While I was able to discover all sorts of information about the opener before the gig, touring act Dug remained a bit of a mystery. I only knew to expect two dudes that play drums and guitar, with a fetish for experimental noises, long rests, and crushing distortion each in equal measure. Turns out that is all there is to know. The band played a heady seven-song set that included bouts of severe repetition, off kilter percussion, call and response instrumentation, infrequent vocals, and slow, body convulsing riffs. Guitarist Mike Baillie wore a Godflesh shirt. That's more than a tell. There wasn't any banter from the dark stage, and aside from the tension inherent in the band's compositions (e.g. when will Travis Kuhlman finally hit that booming floor tom again), there was no "show" to this show. Nevertheless, the 35 or so audience members packed the area around the stage, hyper-focused on every devastating downbeat, losing themselves in the pugilism of each judiciously struck power chord.

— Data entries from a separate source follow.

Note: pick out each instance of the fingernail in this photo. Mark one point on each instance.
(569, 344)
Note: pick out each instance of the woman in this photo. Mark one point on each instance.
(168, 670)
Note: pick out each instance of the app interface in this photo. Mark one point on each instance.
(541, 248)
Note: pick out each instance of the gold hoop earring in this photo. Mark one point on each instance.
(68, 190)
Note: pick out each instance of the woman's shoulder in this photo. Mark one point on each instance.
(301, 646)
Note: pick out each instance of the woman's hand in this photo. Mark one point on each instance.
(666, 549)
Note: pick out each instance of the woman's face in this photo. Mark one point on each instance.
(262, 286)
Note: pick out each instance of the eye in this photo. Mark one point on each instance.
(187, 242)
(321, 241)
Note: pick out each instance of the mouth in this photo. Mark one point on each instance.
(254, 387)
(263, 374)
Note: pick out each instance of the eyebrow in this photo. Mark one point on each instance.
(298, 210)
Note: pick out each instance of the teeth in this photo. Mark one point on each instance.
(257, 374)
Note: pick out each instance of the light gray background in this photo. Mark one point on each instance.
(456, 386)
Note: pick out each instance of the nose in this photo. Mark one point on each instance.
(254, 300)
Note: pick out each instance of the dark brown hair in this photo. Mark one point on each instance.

Damian Fisher addressed the audience before Abandoncy began its set. He explained that for this release show they'd play their new album (minus one song) and urged the audience to pick it up on cassette from the merch table afterward. Aside from an off-mic murmur from bassist Lincoln Peterson, there'd be no more banter — just a string of songs, chaotic and noisy, loud and louder. Fisher is a shouter. And he's twitchy. There's a lot of motion behind his mic stand as he bends, pulls, pushes, and throttles his guitar on tip toe producing strange noises and disjointed chords. He's in a battle against drummer Morgan Greenwood — essentially an octopus with ADHD. He hits hard, plays tight odd rhythms, eschews grooves, and adds fills so often there is no space left for them to fill. This means there is no rhythm to lock into, nor any melody to support, and thus Peterson gets a pass. Freed from responsibility, they jump all over the fretboard adding to the chaos and noise. Under it all there is some plan — at least listening to the new record you hear it — but live, a different energy dominates. Maybe this is why the band chose to skip the album's (relatively) subdued instrumental when playing through the album on stage, moving straight to the seven-plus minute scorched earth closer replete with a false ending that fools the audience every time. That one felt right and the crowd who loved Dug an hour earlier appreciated this finale.
The party was just revving back up as I packed my camera gear and headed for the door. Although I stopped to thank the bands, I slighted my friends and acquaintances — I was in a hurry to get home before the new Wordle dropped. Like I said, I know my place.